San Francisco-based Wells Fargo joined other big banks in reporting continuing heavy losses from failed loans as a growing number of consumers were unable to pay their bills. The bank said credit losses climbed to $5.1 billion, or 2.5 percent of its loan portfolio. That is up from $2 billion a year ago and $4.4 billion in the second quarter.

The amount of loans that are past due but have not yet been written off totaled $23.5 billion, nearly four times higher than in the same period last year and 28 percent higher than in the second quarter.

Wells Fargo's loan losses were balanced out by its traditional banking business, which includes the big mortgage operation it took on when it bought Wachovia at the height of the credit crisis a year ago. Net interest income, or what the bank makes on loans and other assets, rose 43 percent to $5.57 billion after setting aside $6.1 billion to cover credit losses.

Total revenue more than doubled from the same period last year to $22.47 billion, but was roughly flat with the second quarter.

The spike in revenue drove the nation's fourth-largest bank to report a third-quarter profit of $2.64 billion, or 56 cents per share, after paying preferred dividends. That compares with earnings of $1.64 billion, or 49 cents per share, a year ago. Analysts, on average, were expecting earnings of 37 cents per share.

Wells Fargo has long been considered one of the stronger, more conservatively managed big banks. But investors have been worried about the deteriorating credit quality in the huge loan portfolio it acquired from Wachovia, after the Charlotte, N.C.-based bank nearly collapsed under the weight of shaky mortgage loans and other bad bets on the housing industry.

Nearly a third of the loan losses during the quarter come from Wachovia loans. Among consumer loans, charge-offs in Wachovia's portfolio totaled nearly $1.11 billion, compared with $2.48 billion from Wells Fargo's original portfolio.

Chief Financial Officer Howard Atkins, in an interview with The Associated Press, said Wells Fargo's results should quell any lingering concerns investors have about the Wachovia deal. Wachovia is adding to the bank's earnings and capital growth earlier and more significantly than anticipated, he said, and integration costs should be less than originally expected.

"The risks are kind of behind us and now we're enjoying the revenue synergies and the expense synergies," Atkins said.

Wells Fargo also offered a more upbeat credit outlook than some of the other banks, saying it expects credit losses to peak in 2010, with consumer losses possibly even peaking by the first half of the year. Credit cards, a problem area at many large banks, make up only about 3 percent of Wells Fargo's total loan portfolio.

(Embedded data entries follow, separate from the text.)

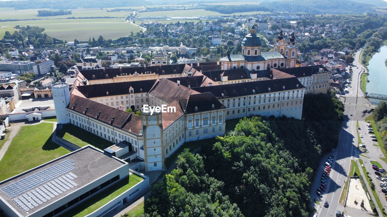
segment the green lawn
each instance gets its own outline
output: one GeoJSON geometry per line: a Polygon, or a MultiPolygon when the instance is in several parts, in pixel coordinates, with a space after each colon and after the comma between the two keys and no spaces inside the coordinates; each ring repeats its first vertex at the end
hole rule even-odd
{"type": "MultiPolygon", "coordinates": [[[[124,19],[62,19],[2,22],[2,26],[13,27],[16,25],[44,28],[44,33],[68,41],[75,39],[89,41],[89,37],[97,39],[101,35],[106,39],[115,39],[136,33],[142,29],[124,19]]],[[[3,27],[0,27],[0,29],[3,27]]]]}
{"type": "MultiPolygon", "coordinates": [[[[351,160],[351,161],[353,160],[351,160]]],[[[362,160],[360,158],[359,159],[359,162],[360,163],[360,165],[361,164],[364,165],[364,163],[363,163],[363,160],[362,160]]],[[[361,169],[363,170],[363,173],[364,173],[365,175],[366,176],[365,177],[365,179],[366,180],[367,182],[368,183],[368,185],[370,186],[370,188],[371,188],[371,191],[372,192],[372,194],[373,195],[373,197],[376,198],[375,199],[376,200],[376,203],[378,204],[378,206],[379,207],[379,209],[380,209],[380,210],[382,210],[382,208],[383,208],[383,205],[382,205],[382,203],[380,203],[380,200],[379,200],[378,199],[378,195],[376,193],[376,192],[375,192],[375,189],[372,188],[371,187],[371,183],[370,181],[370,180],[369,180],[370,176],[367,175],[367,171],[365,169],[365,167],[362,167],[361,169]]],[[[366,186],[365,186],[365,183],[364,182],[364,180],[362,178],[361,178],[361,175],[359,175],[359,176],[360,176],[360,182],[361,183],[361,185],[363,185],[363,189],[364,189],[364,191],[366,192],[368,192],[368,190],[367,190],[367,188],[366,187],[366,186]]],[[[376,183],[377,184],[377,182],[376,182],[376,181],[375,181],[375,183],[376,183]]],[[[369,193],[369,192],[368,192],[368,193],[369,193]]],[[[371,200],[371,201],[370,202],[370,204],[371,205],[371,208],[372,208],[373,207],[375,206],[375,204],[374,203],[373,201],[372,200],[371,200]]],[[[382,211],[382,212],[383,211],[382,211]]],[[[382,214],[384,217],[387,217],[387,215],[386,215],[386,214],[385,212],[383,212],[382,213],[382,214]]]]}
{"type": "Polygon", "coordinates": [[[44,120],[46,121],[52,121],[53,122],[57,122],[57,116],[48,117],[45,117],[44,120]]]}
{"type": "Polygon", "coordinates": [[[51,141],[53,124],[22,127],[0,161],[0,181],[70,153],[51,141]]]}
{"type": "Polygon", "coordinates": [[[61,217],[82,217],[89,215],[118,196],[142,180],[134,174],[123,179],[113,186],[100,192],[61,215],[61,217]]]}
{"type": "Polygon", "coordinates": [[[192,152],[197,148],[203,145],[212,146],[216,142],[216,139],[211,138],[202,140],[192,141],[185,142],[178,149],[176,150],[172,155],[165,160],[165,166],[167,168],[174,162],[177,160],[177,156],[180,154],[185,149],[189,149],[190,151],[192,152]]]}
{"type": "Polygon", "coordinates": [[[376,137],[376,138],[378,139],[377,144],[379,145],[379,147],[380,148],[380,150],[382,150],[382,152],[383,153],[383,155],[384,158],[379,158],[380,159],[382,159],[384,162],[387,163],[387,153],[386,152],[386,150],[384,149],[384,147],[383,147],[383,143],[382,142],[382,138],[380,137],[380,135],[379,134],[379,132],[376,129],[376,124],[375,123],[375,121],[373,120],[373,116],[372,115],[368,116],[367,118],[365,119],[366,121],[369,120],[371,124],[371,125],[372,126],[372,128],[373,129],[373,132],[375,133],[374,135],[376,137]]]}
{"type": "Polygon", "coordinates": [[[57,131],[57,135],[80,147],[90,144],[103,150],[114,144],[72,124],[63,125],[62,129],[57,131]]]}
{"type": "Polygon", "coordinates": [[[144,213],[144,202],[141,202],[130,211],[122,216],[125,217],[137,217],[144,213]]]}
{"type": "MultiPolygon", "coordinates": [[[[1,14],[1,13],[0,13],[1,14]]],[[[15,31],[18,31],[18,29],[7,26],[3,26],[0,24],[0,39],[2,39],[5,34],[5,31],[8,31],[11,34],[13,34],[15,31]]]]}
{"type": "Polygon", "coordinates": [[[367,85],[367,76],[368,75],[365,73],[361,74],[361,77],[360,78],[361,83],[360,83],[360,88],[363,93],[366,92],[366,86],[367,85]]]}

Analysts, while generally positive about the results, were hoping for fewer loan losses and troubled assets. The high level of loans that are past due was especially worrisome.

"Their nonperforming assets have experienced a significant uptick, which is a signal to investors that they are going to have to allocate more money to cover credit losses in the future," said Derek Ferber, a research analyst at SNL Financial.

Investors were also cautious about Wells Fargo's results Wednesday. The bank's shares slipped 40 cents to $30.06 in afternoon trading.

The market has been uneasy about banks' rising loan losses since reports last week from Bank of America Corp., JPMorgan Chase & Co. and Citigroup Inc. that provided further evidence that businesses and consumers are still struggling to pay off their debts. Bank of America and JPMorgan Chase said their results were supported by their trading businesses. Wells Fargo has a relatively small trading operation.

Wells Fargo is still reticent about its plans for paying back a $25 billion loan it received from the government last fall as part of the Troubled Asset Relief Program, or TARP.

Atkins offered little details beyond saying the bank would like to repay the money. "At some point, the regulators will let us know what needs to be done," he said.

After getting approval from the government this summer, several big banks, including Morgan Stanley, Goldman Sachs Group Inc. and JPMorgan, repaid their bailout funds. Wells Fargo, Bank of America and Citigroup are among the banks that still have taxpayer money on their books.

In May, the government mandated that Wells raise $13.7 billion in additional capital as a buffer against future losses. In the past six months, the bank has raised $20 billion in excess capital.